Les dispositions applicables sont donc les suivantes, issues du chapitre relatif aux avantages complémentaires ouverts aux praticiens et auxiliaires médicaux conventionnés :
Conformément à l’article L. 646-1 du même code, " le régime d’assurance obligatoire institué par le présent chapitre est applicable :
1° aux médecins exerçant leur activité professionnelle, non salariée, dans le cadre de la convention prévue à l’article L. 162-5 ou, en l’absence d’une telle convention, dans le cadre du règlement prévu à l’article L. 162-14-2 ;
2° aux médecins exerçant leur activité professionnelle, non salariés, dans le cadre de la convention mentionnée au 1° et de la convention prévue à l’article L. 162-14 ou en l’absence de la convention mentionnée au 1° dans le cadre du règlement prévu à l’article L. 162-14-2 ".

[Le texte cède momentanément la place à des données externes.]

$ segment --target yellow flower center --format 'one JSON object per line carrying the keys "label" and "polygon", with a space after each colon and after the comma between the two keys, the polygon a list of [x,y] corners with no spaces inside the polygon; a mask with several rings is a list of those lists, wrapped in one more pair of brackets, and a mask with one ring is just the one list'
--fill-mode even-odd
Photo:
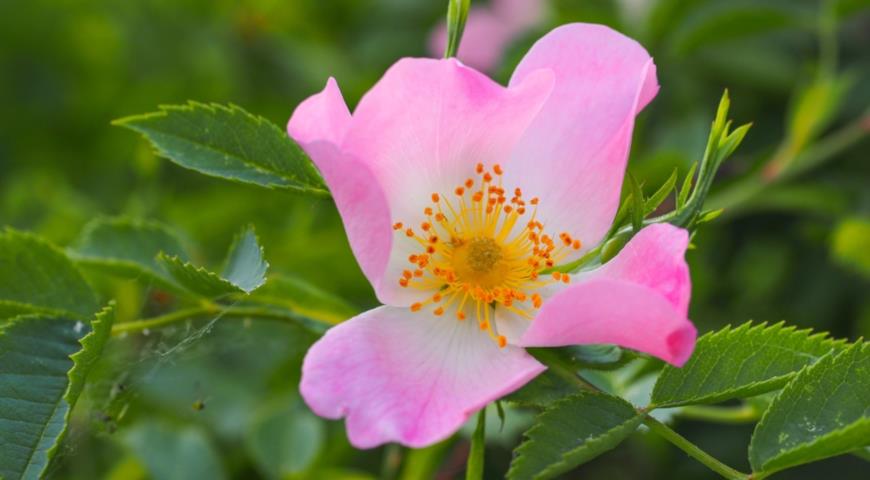
{"label": "yellow flower center", "polygon": [[450,309],[459,320],[473,314],[480,328],[503,347],[507,340],[498,333],[491,311],[500,306],[533,318],[532,310],[543,302],[536,290],[570,280],[559,272],[541,278],[541,270],[579,250],[581,243],[566,232],[559,234],[558,242],[544,233],[537,220],[537,198],[527,203],[516,188],[508,199],[499,165],[490,173],[478,164],[475,172],[478,179],[456,187],[452,200],[432,194],[432,206],[423,210],[426,221],[419,230],[402,222],[393,225],[422,249],[408,257],[411,267],[402,272],[399,285],[430,292],[426,300],[411,305],[412,311],[431,306],[435,315],[443,315]]}

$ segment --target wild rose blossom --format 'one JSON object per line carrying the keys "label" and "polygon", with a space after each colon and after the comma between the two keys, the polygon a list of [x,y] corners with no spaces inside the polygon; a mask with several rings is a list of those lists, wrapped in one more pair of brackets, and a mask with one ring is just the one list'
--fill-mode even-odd
{"label": "wild rose blossom", "polygon": [[610,343],[682,365],[696,337],[686,231],[649,226],[595,270],[545,273],[610,227],[634,118],[657,91],[643,47],[572,24],[507,87],[405,58],[352,115],[334,79],[300,104],[288,132],[384,304],[311,347],[311,409],[346,418],[356,447],[422,447],[544,371],[523,347]]}
{"label": "wild rose blossom", "polygon": [[[544,0],[492,0],[471,7],[457,57],[470,67],[491,71],[510,43],[540,23],[546,10]],[[446,46],[447,24],[441,23],[429,36],[429,52],[440,56]]]}

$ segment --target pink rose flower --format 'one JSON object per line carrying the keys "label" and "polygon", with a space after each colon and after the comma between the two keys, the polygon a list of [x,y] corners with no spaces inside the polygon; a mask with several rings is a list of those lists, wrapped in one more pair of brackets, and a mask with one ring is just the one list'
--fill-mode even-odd
{"label": "pink rose flower", "polygon": [[405,58],[352,115],[334,79],[300,104],[287,130],[384,304],[311,347],[311,409],[346,418],[356,447],[422,447],[544,371],[523,347],[610,343],[682,365],[696,337],[686,231],[649,226],[595,270],[543,273],[610,227],[655,72],[634,40],[572,24],[507,87]]}
{"label": "pink rose flower", "polygon": [[[539,23],[544,14],[543,0],[492,0],[488,7],[472,7],[457,57],[478,70],[491,71],[511,41]],[[446,46],[447,25],[441,23],[429,37],[429,52],[440,57]]]}

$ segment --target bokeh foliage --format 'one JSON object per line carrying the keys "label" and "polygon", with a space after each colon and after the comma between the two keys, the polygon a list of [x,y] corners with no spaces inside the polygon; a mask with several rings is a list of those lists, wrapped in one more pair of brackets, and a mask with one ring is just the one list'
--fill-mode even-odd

L’article L. 162-5 du code de la sécurité sociale mentionne les conventions nationales conclues séparément pour les médecins généralistes et les médecins spécialistes, par l’Union nationale des caisses d’assurance maladie et une ou plusieurs organisations syndicales les plus représentatives pour l’ensemble du territoire de médecins généralistes ou de médecins spécialistes ou par une convention nationale conclue par l’Union nationale des caisses d’assurance maladie et au moins une organisation syndicale représentative pour l’ensemble du territoire de médecins généralistes et une organisation syndicale représentative pour l’ensemble du territoire de médecins spécialistes.
L’article L. 162-14 fait quant à lui référence à une convention nationale conclue entre une ou plusieurs organisations syndicales les plus représentatives des directeurs de laboratoire de biologie médicale et l’Union nationale des caisses d’assurance maladie.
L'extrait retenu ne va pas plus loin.